Likewise, the nonprofit Western Carolina Community Action, which administers 646 Section 8 vouchers in Transylvania and Henderson counties, hasn’t seen the number of vouchers it’s allotted change significantly since 1998, even as it’s faced a declining budget and rising demand.
“It takes people to help people, and we are nearing the point of not being able to help as many simply because we do not have the necessary staff to do all that is required by HUD,” director Sheryl Fortune wrote in an email to Carolina Public Press this summer.
That assessment makes sense to Crystal Holder, manager of the Madison County Housing Authority, which oversees 40 public housing units. She’s worked there for over 17 years, and in that time, she said, funding cuts worsened an already dire situation.
This, she said, is where the official numbers can be deceiving. On paper, for example, the authority also has 191 Section 8 vouchers to help out local residents.
But the reality, Holder said, is that with the funding the authority has available, they can only give out 160 to 165 vouchers.
“The expectation is we should be able to supply immediate housing and pay for it all,” Holder said. “On our Section 8 program, we have such a waiting list that if folks apply today, we probably couldn’t get to them for 12 months.”
At the same time the organization has “seen a major decrease” in funding, Holder added.
“We’re totally funded by the department of Housing and Urban Development, so our budget’s related to their budget,” Janelle King, the Madison County authority’s director, said. “Bottom line is: it’s Congress.”

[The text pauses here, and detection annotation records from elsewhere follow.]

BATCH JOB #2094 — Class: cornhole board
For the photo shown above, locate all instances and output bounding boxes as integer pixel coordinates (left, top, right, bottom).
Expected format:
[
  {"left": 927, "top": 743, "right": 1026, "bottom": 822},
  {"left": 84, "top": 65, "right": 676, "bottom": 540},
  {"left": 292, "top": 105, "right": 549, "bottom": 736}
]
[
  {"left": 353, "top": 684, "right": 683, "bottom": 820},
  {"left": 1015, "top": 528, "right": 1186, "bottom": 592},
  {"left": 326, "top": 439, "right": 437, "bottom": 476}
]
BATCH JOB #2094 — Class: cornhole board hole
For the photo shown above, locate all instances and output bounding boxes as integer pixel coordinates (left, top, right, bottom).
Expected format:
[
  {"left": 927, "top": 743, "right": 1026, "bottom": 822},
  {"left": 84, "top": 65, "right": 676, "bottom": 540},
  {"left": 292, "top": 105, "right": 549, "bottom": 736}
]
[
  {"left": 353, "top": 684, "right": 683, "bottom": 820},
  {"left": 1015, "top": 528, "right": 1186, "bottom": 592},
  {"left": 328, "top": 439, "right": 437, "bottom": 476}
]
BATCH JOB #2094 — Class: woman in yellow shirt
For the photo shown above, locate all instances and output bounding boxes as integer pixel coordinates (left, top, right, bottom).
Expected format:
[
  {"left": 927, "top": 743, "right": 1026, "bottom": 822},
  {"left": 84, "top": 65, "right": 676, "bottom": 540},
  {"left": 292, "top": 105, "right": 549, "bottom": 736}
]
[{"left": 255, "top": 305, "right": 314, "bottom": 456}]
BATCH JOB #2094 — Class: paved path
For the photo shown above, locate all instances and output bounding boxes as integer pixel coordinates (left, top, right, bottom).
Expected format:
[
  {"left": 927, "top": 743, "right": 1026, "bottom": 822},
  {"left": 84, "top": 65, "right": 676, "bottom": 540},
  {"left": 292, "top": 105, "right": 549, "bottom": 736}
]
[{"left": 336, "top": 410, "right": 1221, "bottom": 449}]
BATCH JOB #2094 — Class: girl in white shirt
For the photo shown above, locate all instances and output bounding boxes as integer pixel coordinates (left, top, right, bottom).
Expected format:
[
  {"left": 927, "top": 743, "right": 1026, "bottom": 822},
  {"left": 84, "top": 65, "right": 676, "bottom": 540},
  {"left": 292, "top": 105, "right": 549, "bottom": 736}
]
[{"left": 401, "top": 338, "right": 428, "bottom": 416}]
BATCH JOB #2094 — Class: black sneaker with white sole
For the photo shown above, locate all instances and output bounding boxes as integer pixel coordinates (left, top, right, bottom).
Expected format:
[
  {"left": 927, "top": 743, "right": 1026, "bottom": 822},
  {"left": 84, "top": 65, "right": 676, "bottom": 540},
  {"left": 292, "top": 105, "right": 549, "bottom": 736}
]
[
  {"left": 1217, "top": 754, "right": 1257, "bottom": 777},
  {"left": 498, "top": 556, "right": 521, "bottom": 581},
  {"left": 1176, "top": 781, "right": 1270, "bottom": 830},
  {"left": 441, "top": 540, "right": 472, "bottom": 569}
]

At the same time, “with the recession, folks have really seen hard times, and the demand has dramatically increased,” she added, noting that there’s so many applicants that there’s a yearlong waiting list for Section 8 vouchers, and many people simply don’t complete the application because they can’t afford to wait that long.
While not attracting quite the same attention as Asheville, Madison’s faced some of the same issues. During the five years elapsed, King notes, Madison has seen a spike in rental costs, especially as the number of college students in the area has expanded but housing stock hasn’t kept up.
“The county as a whole has a real rental housing shortage,” she said. “The college here has really affected the affordability of low-income housing. I’ve been here 15 years and when I started, the cost of a two-bedroom was $250 and now people are expecting $750 or $800 a month for the same unit. It’s simply because if they rent to a low-income person, it knocks them out of renting to college students who have more resources to pay a higher rent.”
Some other organizations have managed to weather the cuts reasonably well, like the Murphy Housing Authority, which oversees 84 units of public housing in two developments built in 1963 and 1972.
“It’s been such a little difference that it’s not really affected us greatly,” manager Lea Scroggs, who’s worked with the authority for 17 years, said of the cuts. “We’re very frugal, and we’re very careful.”
Nonetheless, she said, the issues continue to mount as industries leave the mountains of WNC, an area already hurting for jobs.
“Basically, it’s jobs,” she said, as the lack of employment and the departure of higher-paying manufacturing drives leave locals looking for a place to live. “Around here with the area it’s industry: we’ve had several plants close. It’s been going on longer than five years, but it’s really trickled down during the last five years.”
“I have more applications now than I’ve probably ever had,” Scroggs noted. “The last six months seem to be even worse. That’s because the local rentals have skyrocketed. People can’t find affordable places to rent.”